More than 90% of orders made through Tesco’s one-hour delivery service Whoosh arrive within 30 minutes, new figures reveal.

The service – which offers one-hour delivery for a flat £5 fee from 400 stores – was quietly launched in May last year, from a single store in Wolverhampton. Tesco’s ambition for the service is for it to be available from at least 600 stores by the end of next year.

Despite being a one-hour service, the majority of Whoosh orders arrive within only half that time, with only 1% not doing so within 60 minutes. Half-hour deliveries are more typically seen with orders made via courier platforms such as Uber Eats or Deliveroo delivering from grocery stores. Meanwhile, the rapid grocers are now typically taking about this long to deliver orders, despite launching with 10 and 15-minute delivery promises.

“We’re really pleased to be partnering with Tesco at a time when dynamic delivery is integral to meeting the needs of businesses and consumers,” said Brendan Hamill, UK general manager at Stuart.

“The collaboration sees Stuart technology power rapid, last-mile deliveries from Tesco stores throughout the UK, and we’re looking forward to further strengthening our partnership with the retailer in the future,” he added.

At present Whoosh deliveries are made by courier company Stuart by bike, moped or car after orders are picked from shelves by Tesco staff. But the “sweet spot”, Tesco CEO Ken Murphy said in January, was when Whoosh could leverage Tesco’s ‘urban fulfillment centres’ (UFCs) “because you can capture an order and process it through a UFC in seven minutes”.

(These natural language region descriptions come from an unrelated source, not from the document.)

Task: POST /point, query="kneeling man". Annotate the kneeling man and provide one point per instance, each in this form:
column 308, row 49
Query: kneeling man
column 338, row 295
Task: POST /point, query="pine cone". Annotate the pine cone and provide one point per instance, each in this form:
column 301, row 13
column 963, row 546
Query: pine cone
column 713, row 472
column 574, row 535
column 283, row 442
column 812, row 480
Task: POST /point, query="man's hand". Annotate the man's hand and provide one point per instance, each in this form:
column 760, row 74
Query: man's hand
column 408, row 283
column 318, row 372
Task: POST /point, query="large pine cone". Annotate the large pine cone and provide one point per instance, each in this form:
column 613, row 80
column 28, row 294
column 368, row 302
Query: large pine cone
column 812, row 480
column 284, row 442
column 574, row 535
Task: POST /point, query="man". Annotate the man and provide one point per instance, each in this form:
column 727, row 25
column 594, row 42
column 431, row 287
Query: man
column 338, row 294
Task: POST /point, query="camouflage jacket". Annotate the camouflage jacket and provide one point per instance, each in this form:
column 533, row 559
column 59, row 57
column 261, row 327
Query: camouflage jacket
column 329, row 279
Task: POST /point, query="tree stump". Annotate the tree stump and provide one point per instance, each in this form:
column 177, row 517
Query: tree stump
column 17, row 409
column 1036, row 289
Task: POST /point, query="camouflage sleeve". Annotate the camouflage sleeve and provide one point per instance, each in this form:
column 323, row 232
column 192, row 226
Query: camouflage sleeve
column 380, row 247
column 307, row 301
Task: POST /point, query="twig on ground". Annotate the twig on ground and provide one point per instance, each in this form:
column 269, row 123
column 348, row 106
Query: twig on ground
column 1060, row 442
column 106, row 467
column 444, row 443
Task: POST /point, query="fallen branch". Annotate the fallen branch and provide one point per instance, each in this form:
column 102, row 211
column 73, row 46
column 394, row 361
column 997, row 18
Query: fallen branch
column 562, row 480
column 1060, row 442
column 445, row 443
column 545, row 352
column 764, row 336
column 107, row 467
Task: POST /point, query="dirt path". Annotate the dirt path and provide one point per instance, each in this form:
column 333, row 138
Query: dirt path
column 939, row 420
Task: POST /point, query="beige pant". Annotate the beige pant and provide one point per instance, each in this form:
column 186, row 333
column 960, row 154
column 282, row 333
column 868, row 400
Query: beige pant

“So all of a sudden you could be offering a much larger shopping trip in a much shorter time frame than we currently do,” Murphy said at the time.

Earlier this year Tesco abandoned its partnership with rapid grocer Gorillas – now the subject of acquisition talks with rival Getir.

“We remain focused on being the most convenient retailer for our customers across the UK and we continue to offer rapid delivery through our Whoosh service,” a Tesco spokeswoman told The Grocer.

A Gorillas spokeswoman added: “Despite a positive customer response, both Gorillas and Tesco have mutually made the decision as Gorillas is focused on winning the London market and becoming the number one quick commerce player in the city, while Tesco aims to serve customers across the UK.”

Stuart told The Grocer it had been working with Tesco to “refine and perfect ultra-rapid grocery deliveries from store”.

This included “making the handover process smoother to save on the time it takes for orders to reach the end customer” and the supermarket implementing “faster picking and packing processes”.